Google attorneys also called a final witness — Jason Nieh, professor of computer science and co-director of the Software Systems Laboratory at Columbia University, who first testified last week. Nieh disagreed with technical aspects of Wheatland’s testimony, but U.S. District Court Judge Leonie Brinkema, who presides over the case, cut the testimony short.

“We’re at the end of this case. I’ve got plenty of technology (evidence),” the judge said.

Final arguments are set for Nov. 17. While Brinkema has taken the matter under advisement, she remarked, “This is the kind of case that ought to settle.” She encouraged attorneys for the Justice Department and Google to pursue an agreement.

The next step is both simple and complex: Can a punishment be devised severe enough to deter Google from returning to business as usual without crippling a major American juggernaut and multinational internet service?

Justice Department attorneys want divestment of AdX, Google’s ad exchange, and DFP — DoubleClick for Publishers — an ad server. Google’s attorneys have argued for a more lenient course of action involving behavior and conduct remedies.
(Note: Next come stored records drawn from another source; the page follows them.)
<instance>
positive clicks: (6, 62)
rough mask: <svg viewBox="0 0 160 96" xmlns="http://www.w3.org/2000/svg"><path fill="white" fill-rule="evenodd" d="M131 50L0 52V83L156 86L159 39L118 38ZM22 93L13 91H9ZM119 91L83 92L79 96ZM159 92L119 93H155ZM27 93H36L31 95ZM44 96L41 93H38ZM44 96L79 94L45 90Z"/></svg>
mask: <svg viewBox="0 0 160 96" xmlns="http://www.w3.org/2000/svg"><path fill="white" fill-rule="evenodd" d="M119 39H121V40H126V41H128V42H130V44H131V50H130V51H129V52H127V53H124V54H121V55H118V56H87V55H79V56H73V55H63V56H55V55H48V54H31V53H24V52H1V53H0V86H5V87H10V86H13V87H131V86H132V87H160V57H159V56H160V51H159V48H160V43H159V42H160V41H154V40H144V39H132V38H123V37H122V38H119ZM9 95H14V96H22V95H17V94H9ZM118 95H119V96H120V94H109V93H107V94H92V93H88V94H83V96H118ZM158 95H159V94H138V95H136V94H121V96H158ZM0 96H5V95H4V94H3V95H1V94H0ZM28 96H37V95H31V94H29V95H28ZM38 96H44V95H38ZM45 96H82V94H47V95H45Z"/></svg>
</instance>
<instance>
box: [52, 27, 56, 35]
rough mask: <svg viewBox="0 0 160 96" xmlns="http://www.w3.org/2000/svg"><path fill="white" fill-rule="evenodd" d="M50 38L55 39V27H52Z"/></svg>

Google’s guilt was not in question during this phase of the legal proceeding. One year ago, Brinkema presided over the initial trial, during which publishers and ad executives complained about ad tech policies that left them on an uneven playing field.

In April, Brinkema convicted the tech giant of antitrust violations. Monopoly power is the ability to control prices or exclude competition, and her decision found that Google had violated law in the ad server and ad exchange market.

Brinkema wrote that Google willfully engaged in a series of anticompetitive acts to acquire and maintain monopoly power by entwining its publisher ad server and ad exchange through contractual policies and technological integration. This enabled the company to establish and protect its monopoly power. Beyond that, Google imposed anticompetitive policies on its customers and eliminated desirable product features.

The judge found the company’s justifications both invalid and insufficient.

Complaints about Google’s ad tech operation are playing out as news organizations face multiple challenges, including the increasing popularity of video ads and AI programs that scrape content from websites, making it less likely that readers will click through to a story.